You would not have wanted to be on I-95 in Pennsylvania last week.

Driving down that highway in a rental car on my last business trip, fiddling with the windows, adjusting the air conditioning, and trying to pre-set NPR on the radio, I couldn’t keep a constant speed. I was all over the dish, from 50 mph to 75 mph. Oh, and for good measure I started driving like your grandfather, with the left turn signal on for a couple of miles.

Now, driving at a constant speed on a freeway isn’t really all that tough. Most of us mastered that skill three or four years before getting our drivers license. And yet, I couldn’t do it. In my own car, no problem. But in the rental car, with an unfamiliar dashboard layout – no way. I couldn’t concentrate on my primary task – piloting the car at a constant speed – because I had to allocate mental resources towards finding my way around the buttons on the dashboard.

So what does this have to do with you, your office, and 5S?

When the information you manage is disorganized – thousands of emails in your inbox, piles of paper on your desk, filing cabinets engorged with obsolete crap – you have to allocate mental resources towards finding the information you need. And that makes it harder for you to excel at your primary task (whatever that is), because you can’t apply all your mental energies to your work. Whether you’re on a scavenger hunt for the correct version of this quarter’s budget or the FM stereo button, you’re not able to pay full attention to your job.

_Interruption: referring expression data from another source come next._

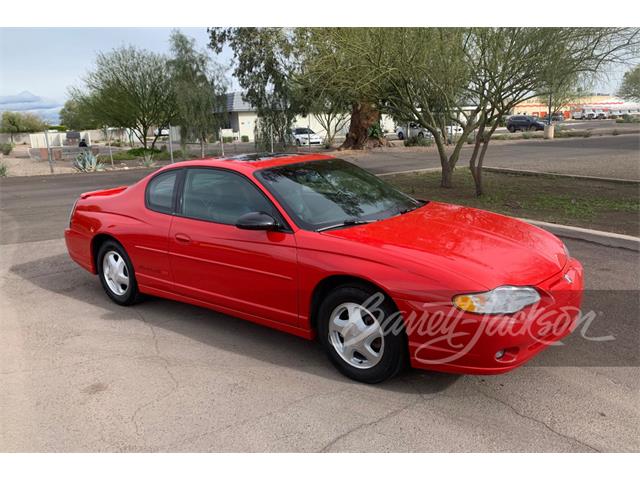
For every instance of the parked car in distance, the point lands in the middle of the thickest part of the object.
(305, 136)
(523, 122)
(414, 130)
(317, 247)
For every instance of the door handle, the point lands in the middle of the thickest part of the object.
(182, 238)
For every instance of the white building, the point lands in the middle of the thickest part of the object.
(242, 119)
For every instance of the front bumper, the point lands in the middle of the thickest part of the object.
(442, 338)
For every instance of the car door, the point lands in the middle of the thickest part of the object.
(250, 271)
(148, 239)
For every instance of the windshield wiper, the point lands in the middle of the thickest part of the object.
(346, 223)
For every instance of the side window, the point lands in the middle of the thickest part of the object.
(159, 196)
(220, 196)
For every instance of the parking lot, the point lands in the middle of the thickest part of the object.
(79, 373)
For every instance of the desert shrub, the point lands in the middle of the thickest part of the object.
(418, 142)
(141, 152)
(6, 148)
(87, 162)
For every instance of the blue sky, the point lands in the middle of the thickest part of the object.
(37, 65)
(45, 61)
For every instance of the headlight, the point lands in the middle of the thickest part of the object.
(502, 300)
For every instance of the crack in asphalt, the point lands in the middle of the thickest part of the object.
(536, 420)
(159, 398)
(256, 418)
(391, 414)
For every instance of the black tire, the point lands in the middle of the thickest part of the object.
(394, 345)
(131, 295)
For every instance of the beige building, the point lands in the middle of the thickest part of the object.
(538, 106)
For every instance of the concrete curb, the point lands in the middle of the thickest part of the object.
(559, 175)
(607, 239)
(418, 170)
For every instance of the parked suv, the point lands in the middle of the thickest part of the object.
(524, 122)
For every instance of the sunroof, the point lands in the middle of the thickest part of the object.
(256, 157)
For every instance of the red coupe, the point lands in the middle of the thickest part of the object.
(318, 247)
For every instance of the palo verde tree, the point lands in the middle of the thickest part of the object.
(264, 65)
(630, 88)
(199, 85)
(337, 76)
(20, 122)
(130, 88)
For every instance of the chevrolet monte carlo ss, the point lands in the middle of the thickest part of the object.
(317, 247)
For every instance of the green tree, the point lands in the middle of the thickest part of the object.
(264, 65)
(76, 116)
(199, 85)
(630, 87)
(130, 88)
(18, 122)
(337, 73)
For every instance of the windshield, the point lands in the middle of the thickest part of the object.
(328, 193)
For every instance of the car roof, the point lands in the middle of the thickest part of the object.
(251, 162)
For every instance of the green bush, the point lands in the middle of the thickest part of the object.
(6, 148)
(418, 142)
(87, 162)
(140, 152)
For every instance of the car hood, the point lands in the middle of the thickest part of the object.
(488, 248)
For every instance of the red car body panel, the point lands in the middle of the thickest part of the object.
(420, 259)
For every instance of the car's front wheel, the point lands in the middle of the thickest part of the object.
(362, 333)
(116, 273)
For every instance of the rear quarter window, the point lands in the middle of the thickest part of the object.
(161, 192)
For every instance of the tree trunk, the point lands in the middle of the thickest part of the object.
(446, 180)
(363, 115)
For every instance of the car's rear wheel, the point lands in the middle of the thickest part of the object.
(362, 334)
(116, 273)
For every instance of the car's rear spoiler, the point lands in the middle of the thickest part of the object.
(102, 193)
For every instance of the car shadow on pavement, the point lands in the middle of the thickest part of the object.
(58, 274)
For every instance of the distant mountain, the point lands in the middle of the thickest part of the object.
(26, 101)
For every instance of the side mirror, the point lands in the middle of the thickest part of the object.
(257, 221)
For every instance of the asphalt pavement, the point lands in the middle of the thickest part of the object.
(79, 373)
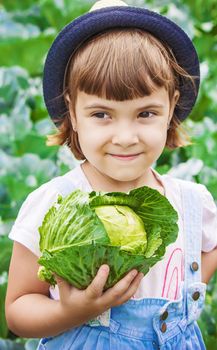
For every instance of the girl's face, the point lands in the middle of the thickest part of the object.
(121, 140)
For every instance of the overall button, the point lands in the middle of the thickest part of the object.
(163, 327)
(155, 345)
(164, 315)
(194, 266)
(196, 296)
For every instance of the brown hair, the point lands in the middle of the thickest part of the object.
(99, 67)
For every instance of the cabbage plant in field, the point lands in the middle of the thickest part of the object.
(84, 230)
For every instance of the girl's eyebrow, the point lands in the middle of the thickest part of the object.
(98, 106)
(153, 105)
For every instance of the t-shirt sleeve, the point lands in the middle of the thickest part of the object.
(209, 234)
(31, 215)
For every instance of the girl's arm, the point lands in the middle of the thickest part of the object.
(31, 313)
(209, 265)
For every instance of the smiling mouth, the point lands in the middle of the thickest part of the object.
(125, 156)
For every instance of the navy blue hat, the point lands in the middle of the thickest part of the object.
(104, 18)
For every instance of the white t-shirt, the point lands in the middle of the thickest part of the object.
(164, 278)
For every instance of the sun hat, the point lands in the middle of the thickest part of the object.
(107, 14)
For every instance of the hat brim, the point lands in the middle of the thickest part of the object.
(92, 23)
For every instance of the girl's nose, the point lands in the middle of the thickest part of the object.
(125, 136)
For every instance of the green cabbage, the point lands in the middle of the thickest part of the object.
(85, 230)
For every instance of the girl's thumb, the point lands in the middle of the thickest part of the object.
(95, 289)
(64, 287)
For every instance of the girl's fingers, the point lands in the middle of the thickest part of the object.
(64, 287)
(95, 289)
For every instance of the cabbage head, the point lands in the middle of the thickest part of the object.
(84, 230)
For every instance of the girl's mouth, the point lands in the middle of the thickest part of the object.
(125, 156)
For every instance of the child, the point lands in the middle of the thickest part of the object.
(118, 82)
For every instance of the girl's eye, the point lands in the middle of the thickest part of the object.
(101, 115)
(146, 114)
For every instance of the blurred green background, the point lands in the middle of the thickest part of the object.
(27, 29)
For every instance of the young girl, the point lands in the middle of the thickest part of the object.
(118, 82)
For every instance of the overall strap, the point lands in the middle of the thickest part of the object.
(192, 217)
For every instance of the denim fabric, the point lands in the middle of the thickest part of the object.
(139, 324)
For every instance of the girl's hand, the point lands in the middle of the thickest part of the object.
(92, 301)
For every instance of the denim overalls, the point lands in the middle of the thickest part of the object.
(151, 323)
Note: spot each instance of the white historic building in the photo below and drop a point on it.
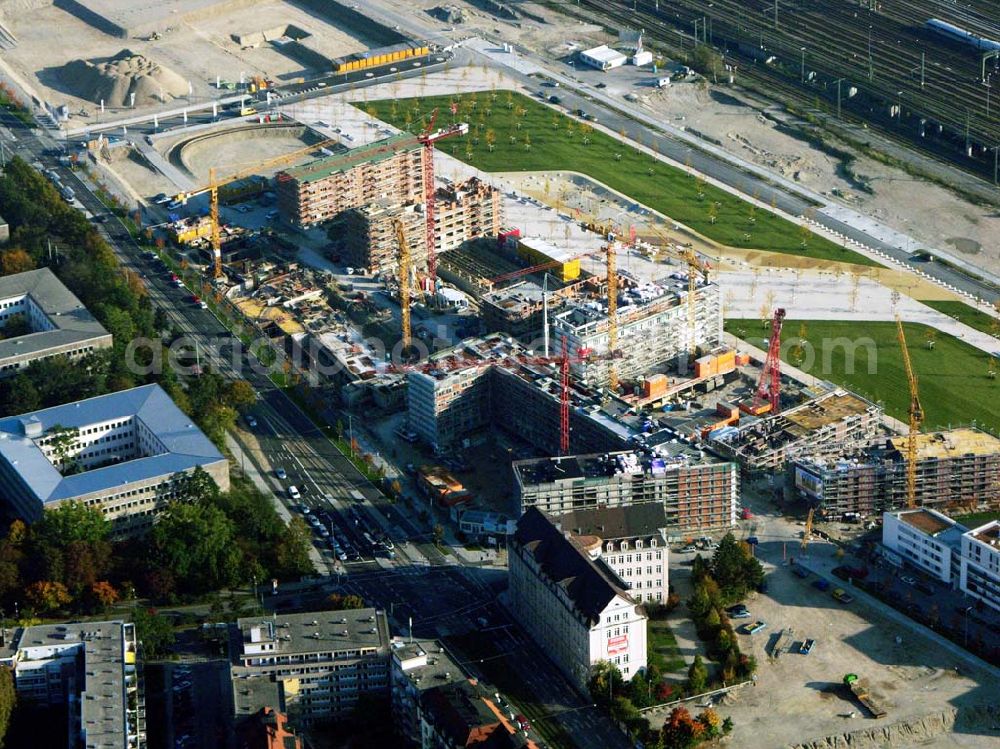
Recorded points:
(574, 606)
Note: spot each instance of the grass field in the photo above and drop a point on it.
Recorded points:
(662, 646)
(966, 314)
(511, 132)
(954, 387)
(977, 519)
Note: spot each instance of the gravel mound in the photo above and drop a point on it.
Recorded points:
(116, 79)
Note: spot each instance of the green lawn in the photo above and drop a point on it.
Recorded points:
(977, 519)
(954, 387)
(662, 646)
(550, 141)
(968, 315)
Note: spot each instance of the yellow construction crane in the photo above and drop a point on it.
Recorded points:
(610, 251)
(916, 418)
(695, 266)
(807, 531)
(212, 188)
(404, 282)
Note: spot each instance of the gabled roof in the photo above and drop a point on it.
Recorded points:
(186, 445)
(589, 584)
(643, 520)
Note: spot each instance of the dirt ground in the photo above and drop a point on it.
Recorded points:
(49, 37)
(799, 697)
(929, 213)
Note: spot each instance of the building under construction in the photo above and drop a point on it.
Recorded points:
(464, 212)
(654, 326)
(390, 169)
(368, 235)
(698, 490)
(822, 426)
(957, 468)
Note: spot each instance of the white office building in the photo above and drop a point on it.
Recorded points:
(924, 538)
(576, 608)
(979, 574)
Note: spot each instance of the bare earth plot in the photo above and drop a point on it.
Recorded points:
(799, 698)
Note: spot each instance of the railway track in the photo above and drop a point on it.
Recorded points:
(906, 80)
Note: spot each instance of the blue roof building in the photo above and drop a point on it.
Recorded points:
(124, 452)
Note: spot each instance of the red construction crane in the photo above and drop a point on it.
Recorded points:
(564, 360)
(767, 397)
(429, 137)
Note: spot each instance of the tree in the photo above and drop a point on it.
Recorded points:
(604, 683)
(46, 596)
(679, 730)
(8, 698)
(104, 595)
(697, 675)
(196, 542)
(291, 551)
(155, 632)
(15, 260)
(340, 602)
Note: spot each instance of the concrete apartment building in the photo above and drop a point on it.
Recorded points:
(418, 666)
(369, 235)
(696, 490)
(653, 327)
(390, 169)
(631, 539)
(574, 606)
(123, 453)
(956, 467)
(93, 668)
(821, 426)
(967, 559)
(465, 211)
(59, 323)
(979, 575)
(309, 665)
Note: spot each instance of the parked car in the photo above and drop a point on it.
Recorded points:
(842, 595)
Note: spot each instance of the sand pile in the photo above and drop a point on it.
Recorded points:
(118, 78)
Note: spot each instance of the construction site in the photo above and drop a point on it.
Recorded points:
(956, 470)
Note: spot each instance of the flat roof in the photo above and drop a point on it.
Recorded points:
(823, 411)
(186, 445)
(604, 53)
(374, 152)
(73, 322)
(319, 631)
(101, 682)
(926, 521)
(953, 443)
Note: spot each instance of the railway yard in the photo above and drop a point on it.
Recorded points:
(894, 72)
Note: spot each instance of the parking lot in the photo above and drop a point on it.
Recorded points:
(800, 696)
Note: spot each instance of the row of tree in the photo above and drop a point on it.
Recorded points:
(624, 700)
(68, 561)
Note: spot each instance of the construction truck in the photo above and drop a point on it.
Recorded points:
(860, 690)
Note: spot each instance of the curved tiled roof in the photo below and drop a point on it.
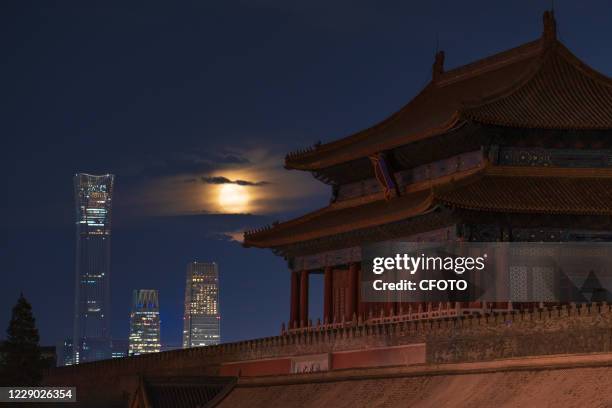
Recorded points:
(544, 190)
(562, 94)
(536, 85)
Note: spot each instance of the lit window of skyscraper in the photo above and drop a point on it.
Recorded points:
(201, 323)
(93, 199)
(144, 323)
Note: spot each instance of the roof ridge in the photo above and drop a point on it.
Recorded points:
(491, 62)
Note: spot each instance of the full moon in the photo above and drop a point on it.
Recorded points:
(233, 198)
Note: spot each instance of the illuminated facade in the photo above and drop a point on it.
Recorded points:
(202, 318)
(144, 323)
(93, 198)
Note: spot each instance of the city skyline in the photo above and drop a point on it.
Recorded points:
(119, 89)
(202, 320)
(93, 201)
(144, 322)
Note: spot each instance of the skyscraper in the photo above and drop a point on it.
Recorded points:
(93, 198)
(201, 323)
(144, 323)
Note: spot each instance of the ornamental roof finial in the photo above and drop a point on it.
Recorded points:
(438, 66)
(550, 26)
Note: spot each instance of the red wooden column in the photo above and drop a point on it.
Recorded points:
(294, 313)
(328, 298)
(352, 295)
(304, 298)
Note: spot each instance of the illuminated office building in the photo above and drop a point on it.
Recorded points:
(144, 323)
(201, 323)
(93, 199)
(64, 353)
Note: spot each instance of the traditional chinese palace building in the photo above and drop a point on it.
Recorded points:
(512, 147)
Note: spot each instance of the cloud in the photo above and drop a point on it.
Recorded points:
(225, 180)
(192, 164)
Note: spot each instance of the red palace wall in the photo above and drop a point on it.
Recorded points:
(375, 357)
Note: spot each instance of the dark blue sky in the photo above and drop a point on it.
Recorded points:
(161, 93)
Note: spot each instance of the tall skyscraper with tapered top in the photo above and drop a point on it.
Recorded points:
(144, 323)
(93, 198)
(202, 320)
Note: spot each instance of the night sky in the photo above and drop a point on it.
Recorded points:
(179, 99)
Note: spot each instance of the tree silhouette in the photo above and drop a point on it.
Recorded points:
(22, 364)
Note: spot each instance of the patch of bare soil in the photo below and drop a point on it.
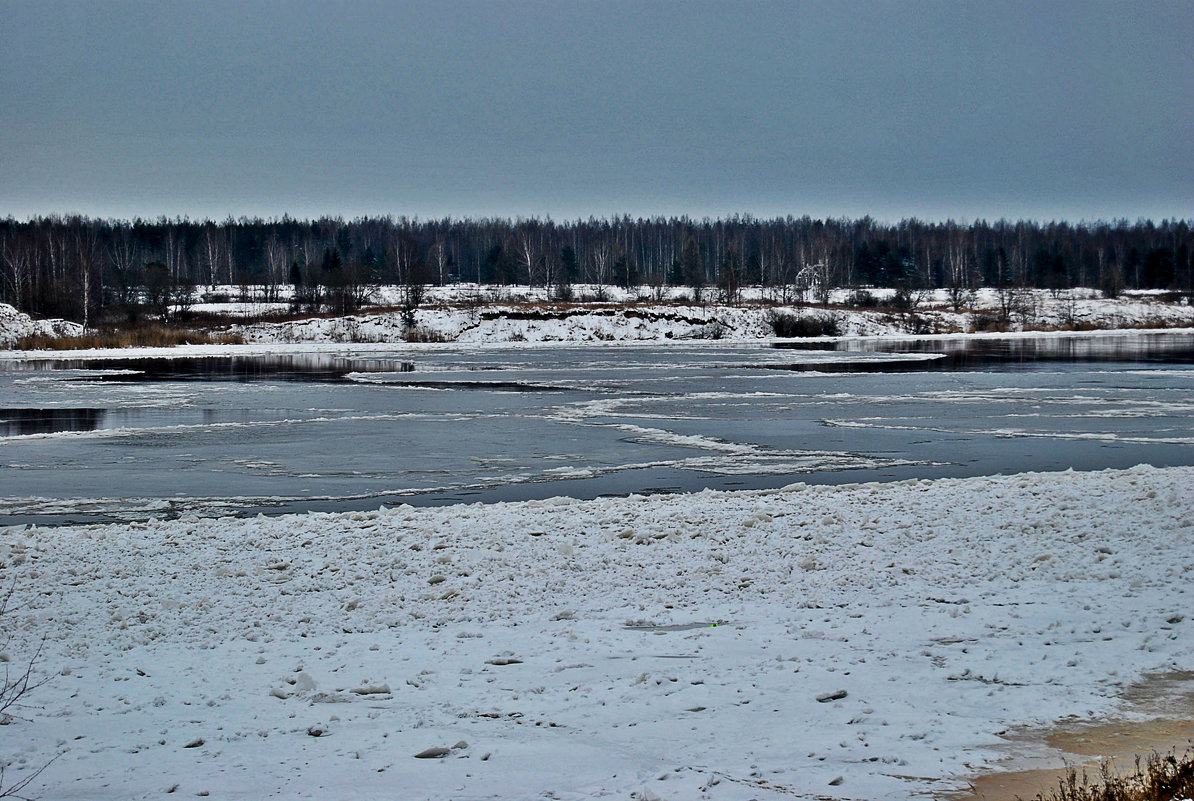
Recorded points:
(1158, 716)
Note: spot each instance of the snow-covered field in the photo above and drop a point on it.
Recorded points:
(525, 315)
(16, 325)
(468, 313)
(865, 641)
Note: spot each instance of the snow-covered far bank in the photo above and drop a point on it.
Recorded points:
(866, 641)
(17, 325)
(523, 318)
(467, 313)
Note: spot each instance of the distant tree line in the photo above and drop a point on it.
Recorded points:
(100, 270)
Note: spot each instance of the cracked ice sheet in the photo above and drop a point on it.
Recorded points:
(948, 610)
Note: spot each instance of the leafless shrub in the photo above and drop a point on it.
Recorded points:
(1156, 778)
(20, 678)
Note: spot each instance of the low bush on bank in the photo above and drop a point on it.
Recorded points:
(1155, 778)
(792, 325)
(140, 337)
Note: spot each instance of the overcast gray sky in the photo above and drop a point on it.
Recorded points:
(1045, 110)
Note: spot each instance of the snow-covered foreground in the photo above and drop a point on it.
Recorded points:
(683, 646)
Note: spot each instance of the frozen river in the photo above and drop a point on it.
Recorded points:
(362, 425)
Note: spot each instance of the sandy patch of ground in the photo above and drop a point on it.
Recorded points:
(1159, 716)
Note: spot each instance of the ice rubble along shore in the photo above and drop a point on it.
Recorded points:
(663, 645)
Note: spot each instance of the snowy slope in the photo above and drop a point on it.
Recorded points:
(568, 649)
(16, 325)
(530, 320)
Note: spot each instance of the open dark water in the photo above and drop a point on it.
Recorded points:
(361, 426)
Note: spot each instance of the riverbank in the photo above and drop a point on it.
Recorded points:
(862, 641)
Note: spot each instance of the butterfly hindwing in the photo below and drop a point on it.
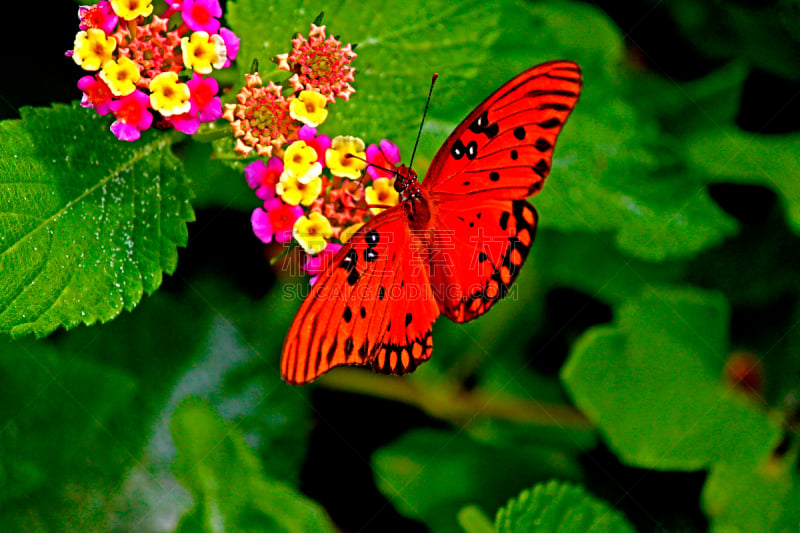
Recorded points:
(363, 295)
(489, 241)
(506, 144)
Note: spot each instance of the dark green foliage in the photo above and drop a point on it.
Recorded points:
(668, 242)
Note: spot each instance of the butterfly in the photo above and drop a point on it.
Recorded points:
(453, 245)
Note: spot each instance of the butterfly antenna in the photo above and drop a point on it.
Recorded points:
(424, 113)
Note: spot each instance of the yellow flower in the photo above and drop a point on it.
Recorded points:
(309, 108)
(294, 192)
(203, 53)
(336, 157)
(381, 192)
(300, 160)
(348, 232)
(168, 96)
(93, 49)
(121, 76)
(312, 232)
(130, 9)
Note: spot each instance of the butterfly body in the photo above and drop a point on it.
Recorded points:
(453, 245)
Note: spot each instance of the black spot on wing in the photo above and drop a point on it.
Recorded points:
(541, 168)
(542, 145)
(504, 219)
(373, 238)
(458, 149)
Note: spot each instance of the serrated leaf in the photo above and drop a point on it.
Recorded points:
(88, 223)
(400, 46)
(227, 481)
(558, 507)
(764, 499)
(663, 361)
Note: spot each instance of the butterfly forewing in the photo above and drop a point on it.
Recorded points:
(505, 146)
(373, 305)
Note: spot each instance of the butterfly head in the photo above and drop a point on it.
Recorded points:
(405, 177)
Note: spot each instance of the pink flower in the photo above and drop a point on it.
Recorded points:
(231, 44)
(387, 157)
(316, 264)
(205, 103)
(275, 220)
(184, 123)
(96, 94)
(201, 15)
(100, 16)
(320, 143)
(320, 64)
(132, 114)
(263, 178)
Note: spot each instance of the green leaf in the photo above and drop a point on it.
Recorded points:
(764, 499)
(590, 263)
(60, 448)
(653, 385)
(88, 223)
(430, 474)
(400, 46)
(728, 154)
(608, 175)
(228, 483)
(558, 507)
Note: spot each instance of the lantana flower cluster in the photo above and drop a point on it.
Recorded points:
(137, 62)
(316, 190)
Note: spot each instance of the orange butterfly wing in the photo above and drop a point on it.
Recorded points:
(372, 305)
(504, 148)
(480, 248)
(499, 155)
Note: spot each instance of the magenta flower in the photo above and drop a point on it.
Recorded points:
(231, 44)
(96, 94)
(316, 264)
(132, 114)
(100, 16)
(205, 103)
(275, 220)
(386, 156)
(201, 15)
(320, 143)
(263, 178)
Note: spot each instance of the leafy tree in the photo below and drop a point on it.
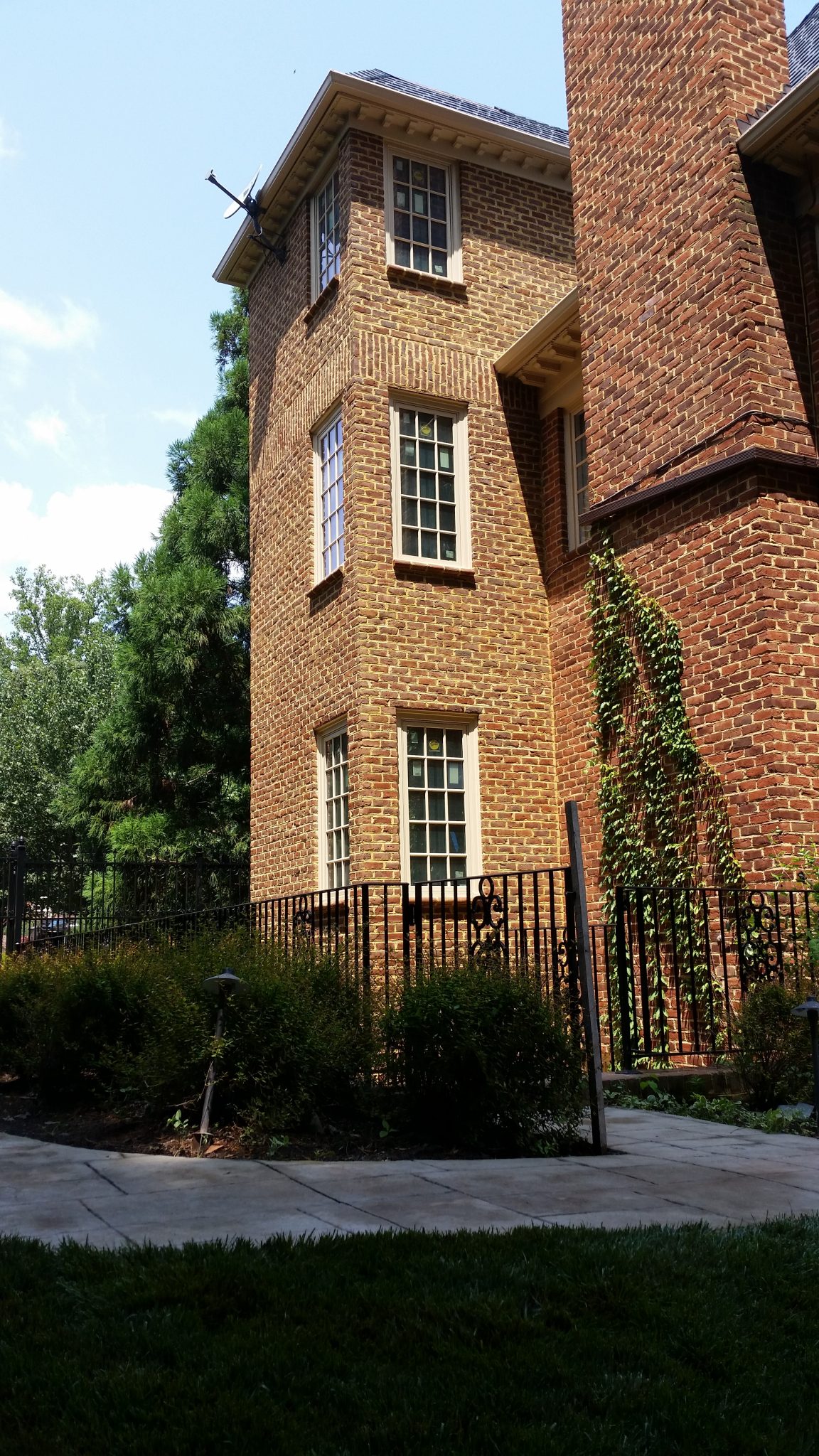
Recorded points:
(57, 675)
(168, 768)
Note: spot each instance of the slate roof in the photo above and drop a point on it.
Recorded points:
(803, 55)
(470, 108)
(803, 47)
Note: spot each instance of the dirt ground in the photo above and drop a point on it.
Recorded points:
(22, 1115)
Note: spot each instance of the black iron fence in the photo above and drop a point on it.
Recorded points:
(680, 963)
(51, 901)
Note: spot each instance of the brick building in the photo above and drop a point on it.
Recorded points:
(476, 353)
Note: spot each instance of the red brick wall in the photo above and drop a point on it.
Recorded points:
(682, 328)
(382, 644)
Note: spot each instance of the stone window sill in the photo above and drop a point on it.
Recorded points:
(434, 575)
(324, 300)
(426, 283)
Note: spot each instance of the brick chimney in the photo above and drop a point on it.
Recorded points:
(682, 334)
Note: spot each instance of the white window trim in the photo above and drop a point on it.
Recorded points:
(469, 727)
(337, 412)
(461, 458)
(330, 732)
(452, 204)
(570, 475)
(318, 188)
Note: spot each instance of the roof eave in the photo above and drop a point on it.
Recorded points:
(761, 136)
(358, 89)
(559, 318)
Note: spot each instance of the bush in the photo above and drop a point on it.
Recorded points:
(773, 1047)
(136, 1025)
(478, 1059)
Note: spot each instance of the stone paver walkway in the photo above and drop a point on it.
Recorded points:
(666, 1169)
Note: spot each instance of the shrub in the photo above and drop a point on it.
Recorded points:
(773, 1047)
(136, 1024)
(476, 1057)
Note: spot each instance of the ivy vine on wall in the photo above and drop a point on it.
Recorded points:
(662, 807)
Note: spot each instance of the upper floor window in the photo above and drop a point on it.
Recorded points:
(328, 455)
(423, 216)
(327, 235)
(576, 478)
(430, 487)
(334, 808)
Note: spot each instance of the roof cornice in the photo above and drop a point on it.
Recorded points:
(776, 133)
(344, 101)
(550, 348)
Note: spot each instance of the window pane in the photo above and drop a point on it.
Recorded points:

And that’s where 5S comes in. Clearing, sorting, and organizing your information ensures that you can access the information you need easily and automatically, without wasting mental energy on searching for it.

When my wife started her residency in surgery, her mentor told her she needed a system for setting up her working tray in the operating room. Every instrument had to be in the same place every time: the scalpels, the clamps, the sutures, and especially the Gigli Saw. (You don’t want to know. Trust me.) He wanted her to be able to focus on doing the operation, not on finding the instruments.

The same is true for you, dear knowledge worker. Regardless of how you choose to organize your information (and I’ve given you some ideas here and here, you need a system that enables you to find what you need without expending any mental energy at all. Otherwise you may find that your fellow drivers are giving you the finger.